A Colombes, le propriétaire d’un local commercial veut résilier le bail qui l’unit avec un commerçant, sous prétexte que ce dernier ne vend ni porc, ni alcool.

Dans cette épicerie, on ne trouve ni saucisson, ni vin. Chez Good Price, à Colombes, dans les Hauts-de-Seine, c’est plutôt le paradis du fruit, du légume et de l’épice, à en croire Le Parisien, qui décrit une boutique proposant des « légumes secs et semoules à foison, des loukoums, des théières argentées, des horloges avec calligraphies arabes… » On trouve également dans cette épicerie un rayon charcuterie proposant des produits en quasi totalité halal. Rien d’anormal, Good Price ressemble à des épiceries comme il en existe des centaines sur le territoire français. Pourtant, le bailleur — public — du local voit ce commerce d’un mauvais œil et aimerait bien résilier le contrat qui l’unit à l’épicier…

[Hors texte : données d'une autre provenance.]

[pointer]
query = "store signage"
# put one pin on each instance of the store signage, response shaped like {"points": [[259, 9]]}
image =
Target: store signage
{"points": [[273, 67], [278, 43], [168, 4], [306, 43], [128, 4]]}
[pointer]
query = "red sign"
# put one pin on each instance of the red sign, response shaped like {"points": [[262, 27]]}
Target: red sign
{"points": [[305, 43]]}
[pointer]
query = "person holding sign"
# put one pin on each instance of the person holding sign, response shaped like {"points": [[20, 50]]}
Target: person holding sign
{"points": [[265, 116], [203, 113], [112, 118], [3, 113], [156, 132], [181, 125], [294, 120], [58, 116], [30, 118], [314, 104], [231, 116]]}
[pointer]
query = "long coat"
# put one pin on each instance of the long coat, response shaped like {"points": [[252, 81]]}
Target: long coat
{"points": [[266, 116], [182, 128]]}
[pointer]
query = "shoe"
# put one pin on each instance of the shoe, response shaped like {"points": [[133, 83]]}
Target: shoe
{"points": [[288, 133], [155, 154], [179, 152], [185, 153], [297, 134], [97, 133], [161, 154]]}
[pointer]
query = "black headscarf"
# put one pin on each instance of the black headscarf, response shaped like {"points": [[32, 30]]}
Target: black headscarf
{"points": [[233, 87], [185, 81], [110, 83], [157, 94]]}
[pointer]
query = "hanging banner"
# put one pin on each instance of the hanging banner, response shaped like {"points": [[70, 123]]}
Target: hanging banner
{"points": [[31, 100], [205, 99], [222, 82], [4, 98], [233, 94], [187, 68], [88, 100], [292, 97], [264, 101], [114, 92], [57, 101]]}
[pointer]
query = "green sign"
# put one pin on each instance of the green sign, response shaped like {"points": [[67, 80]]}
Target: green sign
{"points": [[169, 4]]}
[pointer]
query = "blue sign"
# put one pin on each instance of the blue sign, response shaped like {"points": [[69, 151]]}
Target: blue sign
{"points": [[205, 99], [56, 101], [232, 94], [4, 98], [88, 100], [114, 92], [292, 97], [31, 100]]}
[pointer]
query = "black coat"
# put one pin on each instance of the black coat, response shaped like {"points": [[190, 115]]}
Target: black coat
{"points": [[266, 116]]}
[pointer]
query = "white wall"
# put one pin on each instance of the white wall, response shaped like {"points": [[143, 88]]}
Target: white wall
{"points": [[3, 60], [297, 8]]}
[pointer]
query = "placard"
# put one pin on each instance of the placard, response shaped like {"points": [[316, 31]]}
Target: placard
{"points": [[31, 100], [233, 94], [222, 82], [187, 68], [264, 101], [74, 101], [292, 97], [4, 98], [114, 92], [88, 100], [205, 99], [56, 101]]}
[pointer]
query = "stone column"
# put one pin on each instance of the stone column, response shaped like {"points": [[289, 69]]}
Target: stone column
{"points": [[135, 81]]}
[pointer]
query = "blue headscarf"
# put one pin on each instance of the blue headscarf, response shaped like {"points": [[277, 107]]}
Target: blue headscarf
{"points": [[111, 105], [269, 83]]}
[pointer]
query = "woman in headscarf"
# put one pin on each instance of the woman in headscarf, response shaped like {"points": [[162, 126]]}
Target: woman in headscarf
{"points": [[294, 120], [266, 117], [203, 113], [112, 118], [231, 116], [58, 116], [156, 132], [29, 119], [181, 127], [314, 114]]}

Le commerçant accusé de « communautarisme »

En effet, Colombes Habitat Public (CHP), propriétaire des murs, vient de déposer un recours devant le tribunal de Nanterre. La raison ? L’organisme veut faire résilier le bail, qui court pourtant jusqu’en 2019. Pour Olivier Virol, le directeur général de CHP, ce recours est logique : « Originellement, c’était un Franprix qui vendait de tout. Sans arriver au terme du bail, le gérant a cédé à un repreneur, ce qui est tout à fait légal, explique-t-il. Mais il faut que la nouvelle enseigne respecte les conditions spécifiques du bail à savoir une alimentation générale. » Ouverte en avril 2015, l’enseigne Good Price est accusée d’être « communautariste », assure Olivier Virol, « à cause de ce qu’on n’y trouve pas — porc et alcool — mais aussi à cause de ce qu’on y trouve : de la viande à 95 % halal et des tapis de prière. »

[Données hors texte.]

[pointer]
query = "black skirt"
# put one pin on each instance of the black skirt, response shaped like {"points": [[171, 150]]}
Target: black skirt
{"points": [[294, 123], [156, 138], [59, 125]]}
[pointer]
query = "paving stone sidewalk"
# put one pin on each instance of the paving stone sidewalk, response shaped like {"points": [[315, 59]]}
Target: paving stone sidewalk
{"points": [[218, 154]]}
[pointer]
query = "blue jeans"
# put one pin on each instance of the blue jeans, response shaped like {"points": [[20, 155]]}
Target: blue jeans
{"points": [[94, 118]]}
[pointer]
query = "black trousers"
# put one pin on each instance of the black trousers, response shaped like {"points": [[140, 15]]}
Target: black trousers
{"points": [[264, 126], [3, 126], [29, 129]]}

Avant de déposer son recours devant les tribunaux, le directeur de CHP a tenté de persuader le gérant de la supérette « d’installer un petit rayon d’alcool et de charcuterie pour répondre aux attentes de la population du quartier » qui est, selon lui, « vieillissante » et « qui ne peut pas forcément se rendre jusqu’au Leclerc. » Le gérant de Good Price, Soulemane Yalcin, assure que son commerce répond à une demande bien précise. « Je fais du commerce, je regarde autour de moi et je cible ce qui peut s’y vendre », explique-t-il, assurant que « le bail prévoit alimentation générale et activités connexes. » Or, dit-il, « tout dépend de la façon dont on interprète les activités connexes. » Le gérant avance également les « problèmes de sécurité » auxquels sont confrontés les supérettes vendant de l’alcool ainsi que les « pertes au rayon charcuterie » constatées chez Franprix concernant le porc. La justice étudiera le recours du bailleur le 13 octobre. Si la justice décide la résiliation du bail, la décision pourrait faire date pour toutes les épiceries halal de France et de Navarre.